Plusieurs analyses de Cheyava Falls par Perseverance a révélé la présence de composantes organiques. Si de telles molécules basées sur le carbone sont considérées comme les « blocs de construction » de la vie, elles peuvent aussi être formées dans le cadre de processus non biologiques.
« Cheyava Falls est le rocher le plus intrigant, le plus complexe, et potentiellement le plus important examiné jusqu’à présent par Perseverance », a indiqué Ken Farley, l’un des scientifiques rattachés au projet.
« D’un côté, nos avons notre première détection convaincante de matériaux organiques, des taches colorées indiquant la présence de réactions chimiques que des formes de vie microbiennes pourraient avoir utilisé comme sources d’énergie, et des preuves que l’eau essentielle a la vie a déjà coulé à travers cette roche. De l’autre, nous n’avons pu déterminer comment cette pierre a été formée et jusqu’à quel point les rochers voisins ont pu réchauffer Cheyava Falls et contribuer à l’apparition de ces caractéristiques. »
Comment les pierres gagnent-elles leurs couleurs?
Dans le cadre de sa recherche pour trouver des signes d’une ancienne vie microbienne, la mission Perseverance s’est concentrée sur des pierres qui pourraient avoir été créées ou modifiées il y a bien longtemps en raison de la présence d’eau. Voilà pourquoi, affirme-t-on, l’équipe s’est concentrée sur Cheyava Falls.
À l’intérieur de ce rocher, on trouve d’ailleurs de grandes veines de sulfate de calcium. Et entre ces veines, on remarque des bandes d’un matériau dont la teinte ocre évoque la présence d’hermatite, l’un des minerais qui donnent à Mars sa couleur rouille caractéristique.
Lorsque Perseverance s’est intéressé de plus près à ces régions rougeâtres, le rover a trouvé des dizaines de taches blanches de forme irrégulière, d’une longueur d’environ un millimètre chacune. Et ces taches étaient ceinturées par une bande noire, comme sur la peau d’un léopard.
Comme le mentionne la NASA par voie de communiqué, Perseverance a confirmé que ces halos noirs contiennent du fer et du phosphate.
« Ces taches sont une grosse surprise », a souligné l’astrobiologiste David Flannery. « Sur Terre, ces caractéristiques sur des rochers sont souvent associées aux traces fossilisées de microbes qui vivaient à leur surface. »
Des taches de ce genre peuvent se produire, sur des roches sédimentaires terrestres, lorsque des réactions chimiques impliquant de l’hématite font passer une pierre du rouge au blanc. Ces réactions peuvent aussi produire du fer et du phosphate, ce qui pourrait entraîner l’apparition des halos noirs.
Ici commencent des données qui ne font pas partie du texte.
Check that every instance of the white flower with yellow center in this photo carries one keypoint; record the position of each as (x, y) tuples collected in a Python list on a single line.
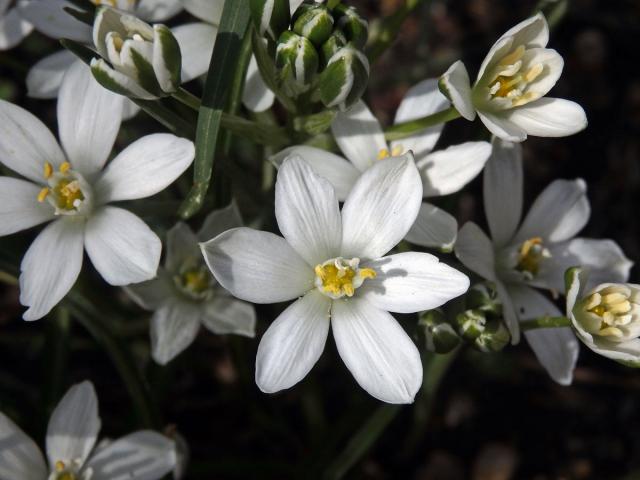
[(185, 295), (361, 139), (535, 253), (71, 449), (606, 318), (509, 93), (334, 261), (73, 187)]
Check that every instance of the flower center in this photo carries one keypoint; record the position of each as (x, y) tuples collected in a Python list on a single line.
[(68, 192), (530, 254), (339, 277)]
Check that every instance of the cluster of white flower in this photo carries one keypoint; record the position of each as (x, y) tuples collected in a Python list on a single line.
[(340, 217)]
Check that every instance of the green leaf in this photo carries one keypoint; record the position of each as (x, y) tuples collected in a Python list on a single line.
[(233, 27)]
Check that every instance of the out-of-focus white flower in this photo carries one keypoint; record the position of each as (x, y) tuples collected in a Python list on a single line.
[(334, 261), (71, 449), (606, 318), (13, 28), (536, 253), (509, 93), (361, 139), (185, 295), (73, 187)]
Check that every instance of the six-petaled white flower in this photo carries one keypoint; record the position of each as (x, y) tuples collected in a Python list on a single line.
[(335, 262)]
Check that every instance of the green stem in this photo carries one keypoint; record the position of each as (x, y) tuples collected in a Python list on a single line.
[(407, 129), (545, 322)]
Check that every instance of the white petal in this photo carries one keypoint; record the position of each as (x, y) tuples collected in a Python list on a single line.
[(121, 246), (559, 212), (145, 167), (381, 208), (447, 171), (475, 250), (341, 173), (433, 228), (74, 425), (196, 42), (421, 100), (19, 207), (88, 119), (142, 455), (412, 282), (26, 144), (307, 212), (502, 190), (502, 127), (256, 266), (455, 81), (50, 267), (45, 77), (377, 351), (13, 28), (49, 17), (293, 343), (549, 117), (173, 328), (556, 348), (20, 457), (359, 135), (226, 315)]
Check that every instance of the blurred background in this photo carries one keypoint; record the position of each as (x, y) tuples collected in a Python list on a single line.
[(495, 416)]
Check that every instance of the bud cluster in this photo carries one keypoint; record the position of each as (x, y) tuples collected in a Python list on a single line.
[(318, 51)]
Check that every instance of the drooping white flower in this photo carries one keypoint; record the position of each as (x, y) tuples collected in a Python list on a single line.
[(607, 318), (509, 93), (185, 295), (535, 253), (71, 451), (335, 262), (72, 186), (361, 139)]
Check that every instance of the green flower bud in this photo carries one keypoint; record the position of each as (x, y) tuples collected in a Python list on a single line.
[(315, 23), (494, 338), (471, 324), (345, 78), (270, 17), (440, 337), (298, 60), (355, 28)]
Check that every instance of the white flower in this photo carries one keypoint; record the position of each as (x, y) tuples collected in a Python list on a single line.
[(509, 93), (74, 187), (13, 28), (71, 449), (185, 295), (535, 254), (361, 139), (607, 318), (334, 261)]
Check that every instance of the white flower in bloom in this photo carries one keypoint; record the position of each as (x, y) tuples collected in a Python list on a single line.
[(361, 139), (73, 187), (185, 295), (13, 28), (71, 449), (334, 261), (535, 254), (606, 318), (509, 93)]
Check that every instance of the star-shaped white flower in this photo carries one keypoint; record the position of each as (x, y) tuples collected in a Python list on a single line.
[(535, 253), (361, 139), (72, 186), (71, 449), (334, 260)]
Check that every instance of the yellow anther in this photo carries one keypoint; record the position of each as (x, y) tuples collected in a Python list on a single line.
[(42, 195)]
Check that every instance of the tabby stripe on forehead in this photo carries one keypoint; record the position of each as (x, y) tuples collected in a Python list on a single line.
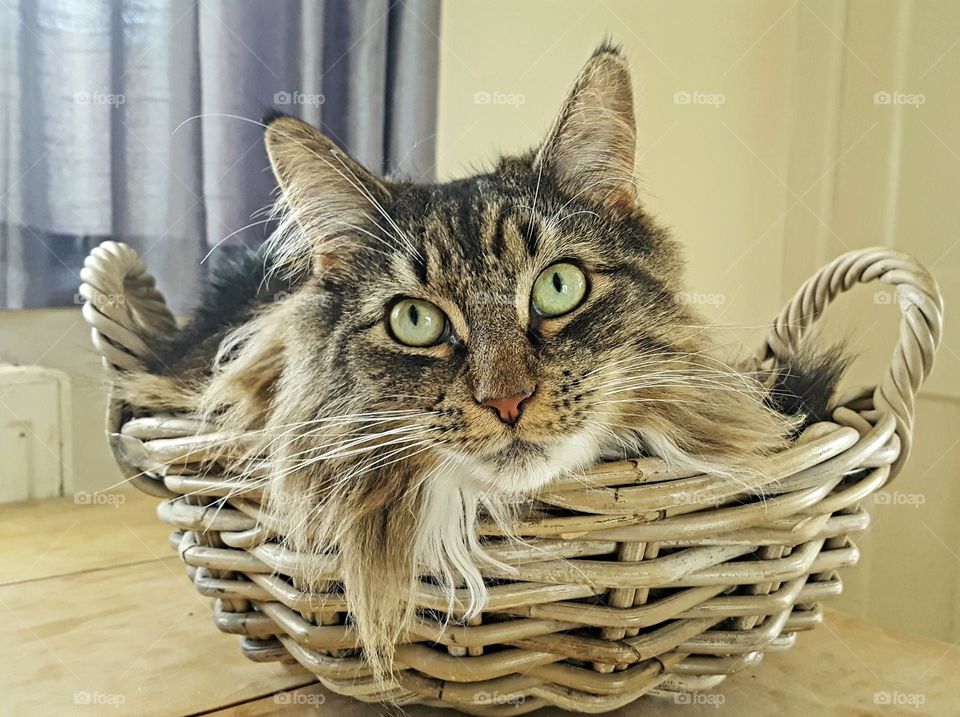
[(470, 239), (531, 236), (421, 268), (496, 238)]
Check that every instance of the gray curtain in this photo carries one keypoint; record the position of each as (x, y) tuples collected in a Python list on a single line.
[(136, 120)]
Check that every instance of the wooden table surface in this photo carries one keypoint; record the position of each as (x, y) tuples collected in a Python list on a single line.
[(99, 618)]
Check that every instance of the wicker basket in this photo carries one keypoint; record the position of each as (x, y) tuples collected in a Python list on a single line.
[(644, 581)]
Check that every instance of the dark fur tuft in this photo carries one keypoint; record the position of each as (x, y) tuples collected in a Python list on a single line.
[(271, 115), (806, 383), (237, 286)]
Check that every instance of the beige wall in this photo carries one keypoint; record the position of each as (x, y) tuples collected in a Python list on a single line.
[(797, 165)]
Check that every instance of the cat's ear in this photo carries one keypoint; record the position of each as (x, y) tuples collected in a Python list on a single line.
[(592, 145), (324, 190)]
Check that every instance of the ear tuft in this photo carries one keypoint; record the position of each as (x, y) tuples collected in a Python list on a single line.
[(592, 145), (324, 192)]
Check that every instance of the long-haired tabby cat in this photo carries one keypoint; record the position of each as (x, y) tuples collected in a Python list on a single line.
[(444, 349)]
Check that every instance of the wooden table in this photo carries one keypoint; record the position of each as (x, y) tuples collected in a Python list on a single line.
[(99, 618)]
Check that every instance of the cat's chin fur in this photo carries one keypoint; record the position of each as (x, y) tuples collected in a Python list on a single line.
[(527, 473)]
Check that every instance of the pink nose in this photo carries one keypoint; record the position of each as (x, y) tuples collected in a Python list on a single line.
[(510, 408)]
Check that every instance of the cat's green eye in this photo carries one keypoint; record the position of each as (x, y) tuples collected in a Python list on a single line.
[(559, 289), (417, 323)]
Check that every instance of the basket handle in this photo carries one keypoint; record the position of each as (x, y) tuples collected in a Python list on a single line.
[(921, 325), (122, 304)]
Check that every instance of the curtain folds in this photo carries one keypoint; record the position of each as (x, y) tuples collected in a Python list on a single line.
[(136, 120)]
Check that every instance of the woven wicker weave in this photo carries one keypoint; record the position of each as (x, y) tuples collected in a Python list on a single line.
[(635, 580)]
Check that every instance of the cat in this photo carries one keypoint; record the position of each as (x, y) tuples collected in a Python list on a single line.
[(408, 355)]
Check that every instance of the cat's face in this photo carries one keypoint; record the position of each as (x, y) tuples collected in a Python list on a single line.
[(476, 254), (515, 321)]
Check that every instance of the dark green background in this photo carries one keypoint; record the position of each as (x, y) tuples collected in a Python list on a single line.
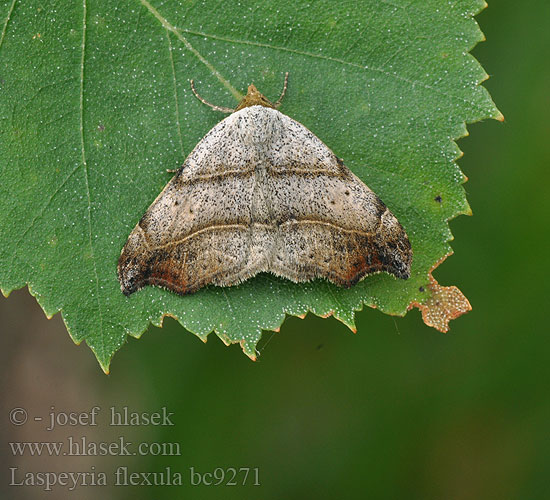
[(396, 411)]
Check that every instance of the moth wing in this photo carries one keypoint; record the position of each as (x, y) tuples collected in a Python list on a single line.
[(330, 224), (197, 230)]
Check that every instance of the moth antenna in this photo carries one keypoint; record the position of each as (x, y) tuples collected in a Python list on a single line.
[(204, 101), (278, 103)]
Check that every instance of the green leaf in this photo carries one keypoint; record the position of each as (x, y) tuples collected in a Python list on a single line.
[(95, 105)]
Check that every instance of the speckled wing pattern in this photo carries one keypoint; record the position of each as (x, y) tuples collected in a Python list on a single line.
[(261, 193)]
Des réactions de ce type peuvent servir de sources d’énergie pour des microbes, ce qui expliquerait l’association entre de telles caractéristiques et la présence de microbe, sur notre planète.
Dans le cadre d’un scénario à l’étude par l’équipe de Perseverance, Cheyava Falls a commencé sous forme de boue contenant des composantes organiques, une boue qui est éventuellement devenue de la pierre. Par la suite, un deuxième épisode de flot sous forme de fluides a permi l’infiltration de liquide dans le roc, ce qui a mené à l’apparition de dépôts de minéraux qui ont créer les vastes veines de sulfate de calcium encore visibles aujourd’hui et qui, à leur tour, ont donné naissace aux taches.
« Nous avons mitraillé cette pierre avec des lasers et des rayons X, et l’avons photographiée jour et nuit d’à peu près tous les angles possibles », a mentionné M. Farley.
« Sur le plan scientifique, Perseverance ne peut plus rien faire. Pour vraiment comprendre ce qui s’est passé dans cette vallée martienne, il y a des milliards d’années, nous voudrions rapporter cette roche sur Terre, pour l’étudier à l’aide des instruments les plus puissants disponibles en laboratoire.